La decisión se produjo un día después de que el Gobierno interviniera Yacimientos Petrolíferos Fiscales Bolivianos (YPFB), con lo que busca establecer un control más amplio sobre el recorrido de los combustibles desde su ingreso al país hasta su llegada a los consumidores.

Las irregularidades bajo investigación

YPFB tiene a su cargo la importación, almacenamiento y despacho de gasolina y diésel hasta las estaciones de servicio, mientras que la ANH debe fiscalizar el traslado de las cisternas desde las plantas hasta su comercialización final.
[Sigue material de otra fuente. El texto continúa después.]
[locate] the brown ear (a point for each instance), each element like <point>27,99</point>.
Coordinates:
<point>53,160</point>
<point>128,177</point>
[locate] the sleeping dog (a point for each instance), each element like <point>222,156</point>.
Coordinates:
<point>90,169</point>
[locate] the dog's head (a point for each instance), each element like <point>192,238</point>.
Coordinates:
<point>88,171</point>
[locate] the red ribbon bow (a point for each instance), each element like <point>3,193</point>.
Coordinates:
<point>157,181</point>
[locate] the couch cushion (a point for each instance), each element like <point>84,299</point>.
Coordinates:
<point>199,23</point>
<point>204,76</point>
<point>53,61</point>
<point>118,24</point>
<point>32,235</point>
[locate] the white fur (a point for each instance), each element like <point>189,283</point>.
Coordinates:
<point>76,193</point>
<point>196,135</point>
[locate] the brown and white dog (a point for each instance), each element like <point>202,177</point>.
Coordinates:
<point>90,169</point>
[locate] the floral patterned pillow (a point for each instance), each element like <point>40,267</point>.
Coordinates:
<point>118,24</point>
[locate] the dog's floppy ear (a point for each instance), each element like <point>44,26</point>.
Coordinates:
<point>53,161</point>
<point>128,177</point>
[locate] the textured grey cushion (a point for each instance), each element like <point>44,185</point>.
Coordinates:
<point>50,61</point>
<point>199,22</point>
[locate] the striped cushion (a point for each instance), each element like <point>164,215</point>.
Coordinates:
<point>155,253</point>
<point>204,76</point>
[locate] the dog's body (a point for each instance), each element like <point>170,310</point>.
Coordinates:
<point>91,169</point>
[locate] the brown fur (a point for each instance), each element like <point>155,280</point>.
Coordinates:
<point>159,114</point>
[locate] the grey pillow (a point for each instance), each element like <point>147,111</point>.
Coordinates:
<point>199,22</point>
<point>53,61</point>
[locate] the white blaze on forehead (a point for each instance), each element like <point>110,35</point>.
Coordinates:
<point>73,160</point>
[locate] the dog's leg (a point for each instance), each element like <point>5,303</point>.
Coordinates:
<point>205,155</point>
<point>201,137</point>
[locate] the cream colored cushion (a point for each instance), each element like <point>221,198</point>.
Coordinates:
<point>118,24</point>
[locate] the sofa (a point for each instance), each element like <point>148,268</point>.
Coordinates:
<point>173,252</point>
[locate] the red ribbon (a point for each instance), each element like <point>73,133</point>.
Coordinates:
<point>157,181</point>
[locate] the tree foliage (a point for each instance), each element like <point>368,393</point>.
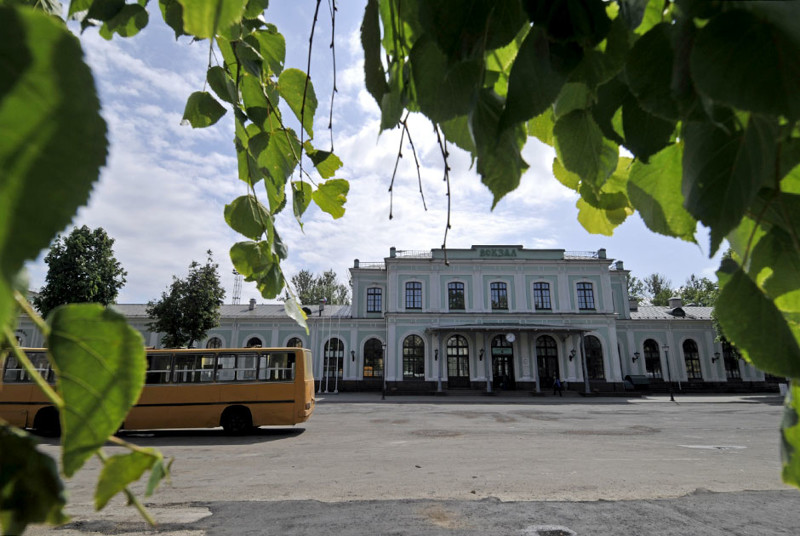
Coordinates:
<point>699,291</point>
<point>312,289</point>
<point>703,96</point>
<point>81,269</point>
<point>190,308</point>
<point>658,289</point>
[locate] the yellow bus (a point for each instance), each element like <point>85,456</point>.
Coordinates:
<point>237,389</point>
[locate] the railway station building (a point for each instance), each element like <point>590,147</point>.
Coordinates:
<point>492,318</point>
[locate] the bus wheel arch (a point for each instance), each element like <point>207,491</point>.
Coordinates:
<point>236,420</point>
<point>47,422</point>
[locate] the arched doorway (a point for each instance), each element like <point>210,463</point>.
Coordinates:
<point>457,362</point>
<point>373,359</point>
<point>547,360</point>
<point>502,363</point>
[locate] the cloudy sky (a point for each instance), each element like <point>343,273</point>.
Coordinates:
<point>162,193</point>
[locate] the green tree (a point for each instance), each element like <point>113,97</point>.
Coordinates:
<point>312,289</point>
<point>81,269</point>
<point>700,291</point>
<point>658,289</point>
<point>190,308</point>
<point>710,117</point>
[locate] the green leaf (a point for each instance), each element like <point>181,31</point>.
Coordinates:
<point>282,154</point>
<point>331,196</point>
<point>172,13</point>
<point>537,76</point>
<point>325,161</point>
<point>100,366</point>
<point>655,191</point>
<point>222,84</point>
<point>121,470</point>
<point>127,23</point>
<point>599,221</point>
<point>247,216</point>
<point>444,89</point>
<point>583,21</point>
<point>30,488</point>
<point>293,311</point>
<point>272,46</point>
<point>250,258</point>
<point>541,127</point>
<point>302,194</point>
<point>645,133</point>
<point>583,149</point>
<point>202,18</point>
<point>298,92</point>
<point>753,323</point>
<point>500,163</point>
<point>374,75</point>
<point>202,110</point>
<point>573,96</point>
<point>749,63</point>
<point>464,31</point>
<point>41,138</point>
<point>723,171</point>
<point>649,72</point>
<point>790,436</point>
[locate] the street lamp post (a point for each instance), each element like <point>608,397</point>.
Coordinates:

Según las autoridades, en ese trayecto se encuentran algunas de las principales vulnerabilidades del sistema.

Entre las irregularidades señaladas aparece la ruptura de los mecanismos de información entre los despachos de YPFB y los surtidores, una situación que dificultaba determinar cuánto combustible salía de las plantas y qué cantidad llegaba efectivamente a los consumidores.

También fueron denunciadas cargas de combustible en cisternas cuya capacidad era inferior a los volúmenes registrados, además de posibles alteraciones en los sistemas de geolocalización para modificar los recorridos de los vehículos.

El desafío por el abastecimiento

Bolivia atraviesa dificultades para normalizar el suministro de combustibles, particularmente de diésel, situación que derivó en extensas filas de vehículos pesados y otros usuarios en las estaciones de servicio.

Con las intervenciones de YPFB y la ANH, la administración de Rodrigo Paz Pereira busca reconstruir el sistema de fiscalización y seguimiento del combustible, desde su ingreso al territorio boliviano hasta el tanque del consumidor.